The photos were taken for unknown reasons by two German SS photographers, Ernst Hoffmann and Bernhard Walter, whose task was to take ID photos and fingerprints of the inmates. In teaching the unit we must emphasize the role and identity of the photographers, and make use of additional sources in order to gain a more complete picture of the camp’s function as part of the “Final Solution.”
The subject of the Nazi concentration and extermination camps is one of the most difficult to teach. Lessons are often rife with photographs and testimonies that depict corpses and horrific scenes. By contrast, the Auschwitz Album contains faces of living Jews, even if only a short time before their deaths.
The pedagogical rationale of the International School for Holocaust Studies at Yad Vashem stresses the importance of focusing on individuals during the Holocaust.
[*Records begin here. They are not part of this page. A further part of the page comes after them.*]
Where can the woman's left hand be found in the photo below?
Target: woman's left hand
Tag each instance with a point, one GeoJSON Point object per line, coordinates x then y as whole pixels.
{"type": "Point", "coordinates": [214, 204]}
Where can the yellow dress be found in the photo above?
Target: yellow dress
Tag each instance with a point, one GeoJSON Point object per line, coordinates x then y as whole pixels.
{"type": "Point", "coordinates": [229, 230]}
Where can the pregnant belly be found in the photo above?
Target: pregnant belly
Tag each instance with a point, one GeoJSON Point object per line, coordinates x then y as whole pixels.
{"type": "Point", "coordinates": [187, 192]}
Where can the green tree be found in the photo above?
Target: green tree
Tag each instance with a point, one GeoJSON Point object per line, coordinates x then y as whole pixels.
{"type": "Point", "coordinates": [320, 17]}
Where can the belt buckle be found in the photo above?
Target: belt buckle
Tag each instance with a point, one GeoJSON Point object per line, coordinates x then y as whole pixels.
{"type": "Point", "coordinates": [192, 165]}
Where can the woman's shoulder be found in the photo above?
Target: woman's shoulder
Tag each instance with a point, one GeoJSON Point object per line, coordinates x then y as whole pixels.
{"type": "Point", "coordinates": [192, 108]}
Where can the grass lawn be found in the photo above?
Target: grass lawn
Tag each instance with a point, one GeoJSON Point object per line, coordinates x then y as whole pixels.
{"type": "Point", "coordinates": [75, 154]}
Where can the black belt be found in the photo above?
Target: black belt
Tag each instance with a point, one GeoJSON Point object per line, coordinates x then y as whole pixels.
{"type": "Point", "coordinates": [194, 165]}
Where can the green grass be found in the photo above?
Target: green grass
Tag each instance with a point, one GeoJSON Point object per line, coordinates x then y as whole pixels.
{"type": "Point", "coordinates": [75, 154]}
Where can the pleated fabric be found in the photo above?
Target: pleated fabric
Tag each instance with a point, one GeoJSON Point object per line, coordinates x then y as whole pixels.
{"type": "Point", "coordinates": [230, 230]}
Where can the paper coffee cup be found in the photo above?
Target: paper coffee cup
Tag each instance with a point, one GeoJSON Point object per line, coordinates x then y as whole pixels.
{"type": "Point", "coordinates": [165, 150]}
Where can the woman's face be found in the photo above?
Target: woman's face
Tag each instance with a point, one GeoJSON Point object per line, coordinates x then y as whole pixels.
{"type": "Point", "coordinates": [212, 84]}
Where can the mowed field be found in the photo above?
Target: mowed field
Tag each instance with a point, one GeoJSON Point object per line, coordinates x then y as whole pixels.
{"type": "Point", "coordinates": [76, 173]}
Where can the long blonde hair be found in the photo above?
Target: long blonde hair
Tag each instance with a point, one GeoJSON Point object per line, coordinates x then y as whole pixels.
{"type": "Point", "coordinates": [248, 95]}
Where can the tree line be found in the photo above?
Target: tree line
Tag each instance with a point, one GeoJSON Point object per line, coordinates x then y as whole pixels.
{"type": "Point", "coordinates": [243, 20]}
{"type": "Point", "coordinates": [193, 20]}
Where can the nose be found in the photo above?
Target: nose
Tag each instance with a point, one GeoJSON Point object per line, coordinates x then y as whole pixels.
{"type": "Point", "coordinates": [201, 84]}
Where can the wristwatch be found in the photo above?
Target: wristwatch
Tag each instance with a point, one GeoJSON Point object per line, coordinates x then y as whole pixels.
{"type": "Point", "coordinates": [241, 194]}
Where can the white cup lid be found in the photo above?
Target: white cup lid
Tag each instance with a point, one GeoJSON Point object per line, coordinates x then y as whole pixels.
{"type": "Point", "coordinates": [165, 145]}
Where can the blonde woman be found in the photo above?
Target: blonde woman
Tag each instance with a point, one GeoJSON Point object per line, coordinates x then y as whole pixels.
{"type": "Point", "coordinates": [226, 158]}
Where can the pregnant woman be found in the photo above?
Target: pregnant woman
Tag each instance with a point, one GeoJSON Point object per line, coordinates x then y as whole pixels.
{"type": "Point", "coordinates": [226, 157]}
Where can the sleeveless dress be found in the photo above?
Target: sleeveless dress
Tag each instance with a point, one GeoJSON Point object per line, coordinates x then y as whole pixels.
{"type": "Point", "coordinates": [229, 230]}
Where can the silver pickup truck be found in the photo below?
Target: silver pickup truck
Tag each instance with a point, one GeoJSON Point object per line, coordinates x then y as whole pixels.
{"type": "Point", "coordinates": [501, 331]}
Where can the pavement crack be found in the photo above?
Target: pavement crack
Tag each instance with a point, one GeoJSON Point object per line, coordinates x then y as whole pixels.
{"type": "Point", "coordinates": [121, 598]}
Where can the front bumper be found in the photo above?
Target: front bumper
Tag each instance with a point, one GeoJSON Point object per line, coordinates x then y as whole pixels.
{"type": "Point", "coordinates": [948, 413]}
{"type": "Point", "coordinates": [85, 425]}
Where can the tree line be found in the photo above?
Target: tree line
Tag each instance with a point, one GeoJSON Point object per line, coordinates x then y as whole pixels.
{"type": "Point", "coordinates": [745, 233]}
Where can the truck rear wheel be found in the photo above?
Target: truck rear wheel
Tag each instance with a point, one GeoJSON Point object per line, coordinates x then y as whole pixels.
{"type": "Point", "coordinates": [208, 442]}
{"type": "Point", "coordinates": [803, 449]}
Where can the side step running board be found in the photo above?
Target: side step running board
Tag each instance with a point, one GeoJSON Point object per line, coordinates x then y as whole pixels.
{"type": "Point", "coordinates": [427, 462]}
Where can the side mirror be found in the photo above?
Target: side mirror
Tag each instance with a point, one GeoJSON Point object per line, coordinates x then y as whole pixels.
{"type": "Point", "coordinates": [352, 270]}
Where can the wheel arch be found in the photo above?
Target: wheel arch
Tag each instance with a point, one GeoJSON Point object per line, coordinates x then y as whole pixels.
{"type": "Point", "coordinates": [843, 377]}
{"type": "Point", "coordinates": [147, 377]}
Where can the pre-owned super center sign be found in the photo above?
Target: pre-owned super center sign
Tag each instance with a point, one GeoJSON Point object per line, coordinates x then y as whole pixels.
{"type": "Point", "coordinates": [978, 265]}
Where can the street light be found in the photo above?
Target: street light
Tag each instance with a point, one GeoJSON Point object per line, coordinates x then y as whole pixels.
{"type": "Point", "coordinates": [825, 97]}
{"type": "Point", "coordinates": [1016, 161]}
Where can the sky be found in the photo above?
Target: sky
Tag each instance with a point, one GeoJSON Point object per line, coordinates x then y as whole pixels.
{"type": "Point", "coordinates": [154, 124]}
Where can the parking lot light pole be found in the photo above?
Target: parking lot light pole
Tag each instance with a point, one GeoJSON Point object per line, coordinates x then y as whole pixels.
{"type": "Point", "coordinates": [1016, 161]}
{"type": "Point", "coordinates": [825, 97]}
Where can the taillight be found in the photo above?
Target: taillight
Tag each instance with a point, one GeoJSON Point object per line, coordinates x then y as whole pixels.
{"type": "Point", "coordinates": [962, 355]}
Therefore, we stress the humanity of those who became victims, and not their victimhood.
One of the leading principles of Yad Vashem’s educational philosophy is to create empathy with the survivors as well as the victims. We therefore focus on students’ emotions and how they relate to this material.
The unit is divided into two lessons.
- Lesson I of this curriculum concentrates on the Auschwitz Album as a type of family album, because when Lili Jacob found it after the war, it contained photographs of her brothers and grandfather. For Lili, these were the only family portraits that remained after the war, and she may therefore consider it a type of family album. Additionally, it looks like a family album in its composition with captions and individually pasted photographs. For the survivors of the Holocaust, each photo of family members is precious. Many survivors lost all loved ones, and the only trace left might be a small picture which somehow survived or was sent abroad before the war. In their testimonies, survivors often recall how everything was taken from them upon arrival in the camp, unless they had succeeded in hiding a small photo. Unfortunately, there are thousands of Holocaust survivors with no visual memory of their relatives, since not even a single photo remained. In Auschwitz, all photo albums, books, personal documents, and other materials, were burned in a special oven located in crematorium Building II.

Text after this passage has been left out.